YouTube is launching a ‘Music AI Incubator’ with Universal Music Group as its first partner. The news was announced this afternoon as part of a blog post by YouTube CEO Neal Mohan about the company’s approach to AI music.
“The incubator will help inform YouTube’s approach as we work with some of music’s most innovative artists, songwriters, and producers across the industry, across a diverse range of culture, genres, and experience,” wrote Mohan.
He named artists and producers including Anitta, ABBA’s Björn Ulvaeus, d4vd, Don Was, Juanes, Louis Bell, Max Richter, Rodney Jerkins, Rosanne Cash, Ryan Tedder, Yo Gotti and the estate of Frank Sinatra as part of the initiative.
“This talented group will help gather insights on generative AI experiments and research that are being developed at YouTube,” wrote Mohan, while signalling plans to “welcome our partners across the industry into the program as we move forward”.
UMG, clearly, will be shaping that program with YouTube in its early period. UMG boss Sir Lucian Grainge published his own blog post with YouTube about the partnership.

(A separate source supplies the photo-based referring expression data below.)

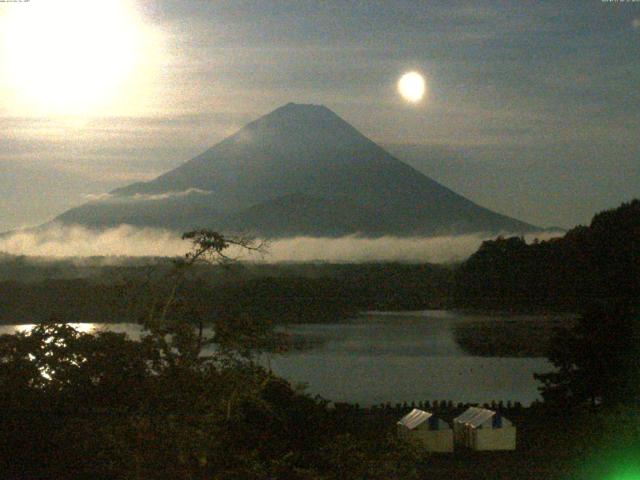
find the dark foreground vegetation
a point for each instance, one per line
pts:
(81, 406)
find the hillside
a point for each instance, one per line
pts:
(300, 170)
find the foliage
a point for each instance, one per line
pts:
(597, 359)
(601, 261)
(80, 405)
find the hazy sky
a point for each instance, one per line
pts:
(533, 107)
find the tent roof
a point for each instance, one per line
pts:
(480, 417)
(414, 418)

“Central to our collective vision is taking steps to build a safe, responsible and profitable ecosystem of music and video — one where artists and songwriters have the ability to maintain their creative integrity, their power to choose, and to be compensated fairly,” wrote Grainge.
He also talked about the work that the working group of artists, songwriters and producers will be doing.

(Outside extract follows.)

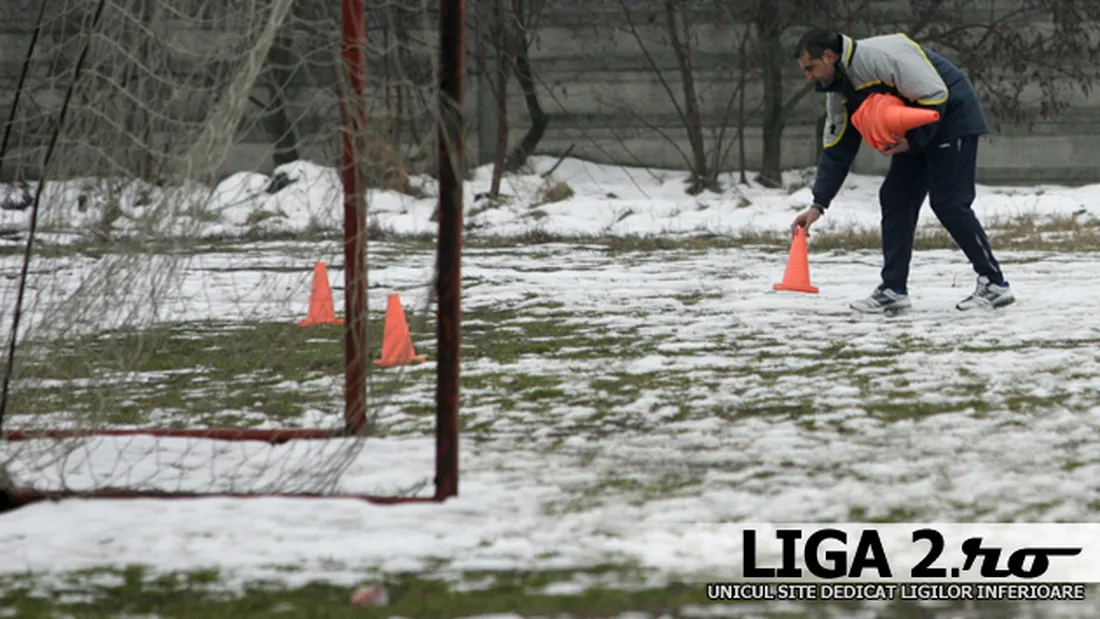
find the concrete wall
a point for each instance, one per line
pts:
(606, 98)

“This group will explore, experiment and offer feedback on the AI-related musical tools and products they are researching. Once these tools are launched, the hope is that more artists who want to participate will benefit from and enjoy this creative suite,” wrote Grainge.
“Forging this path together, as a music community, will enable us to empower this breathtaking technology responsibly to the benefit of the entire creative ecosystem,” he continued.

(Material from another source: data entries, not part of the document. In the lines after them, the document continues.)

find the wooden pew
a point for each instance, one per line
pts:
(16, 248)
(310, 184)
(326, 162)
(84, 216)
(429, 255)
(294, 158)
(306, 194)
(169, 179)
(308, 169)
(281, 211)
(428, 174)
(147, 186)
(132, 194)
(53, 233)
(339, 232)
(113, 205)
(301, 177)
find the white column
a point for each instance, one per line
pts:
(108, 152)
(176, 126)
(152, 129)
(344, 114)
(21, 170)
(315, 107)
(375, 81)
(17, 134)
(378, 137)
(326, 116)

“Yes, there will surely be give-and-take as we work through AI’s opportunities and challenges. But music has always been fueled by such dynamic exchange, from the most ancient call and response, to dueling composers, to improvisational jazz, competing pop groups, sampling or live battle rap.”
“It’s this spirit of exchange – collaborative and competitive – that has always driven creative progress, and fills me with anticipation and optimism for music yet to come.”
The news follows the recent report that Google was in talks with Universal Music Group about potential licensing models around AI-generated music and ‘deepfake’ tracks.
“Working together, we will better understand how these technologies can be most valuable for artists and fans, how they can enhance creativity, and where we can seek to solve critical issues for the future,” wrote Mohan.
His blog post was structured around three core principles for how YouTube will approach musical AI technologies. Embracing it “responsibly together with our music partners” was the first – including that new incubator.
The second is the commitment that AI “must include appropriate protections and unlock opportunities for music partners who decide to participate”. While there are no details, Mohan made it clear that this is what will drive the next evolution of YouTube’s Content ID rights-management system.
Scaling its trust and safety teams and its content policies is the third principle of YouTube’s plans, meanwhile.
“The limitless potential of generative AI demands a thoughtful approach that maps to the expansive boundaries of creative expression,” wrote Mohan. “Generative AI systems may amplify current challenges like trademark and copyright abuse, misinformation, spam, and more.
“But AI can also be used to identify this sort of content, and we’ll continue to invest in the AI-powered technology that helps us protect our community of viewers, creators, artists and songwriters – from Content ID, to policies and detection and enforcement systems that keep our platform safe behind the scenes.”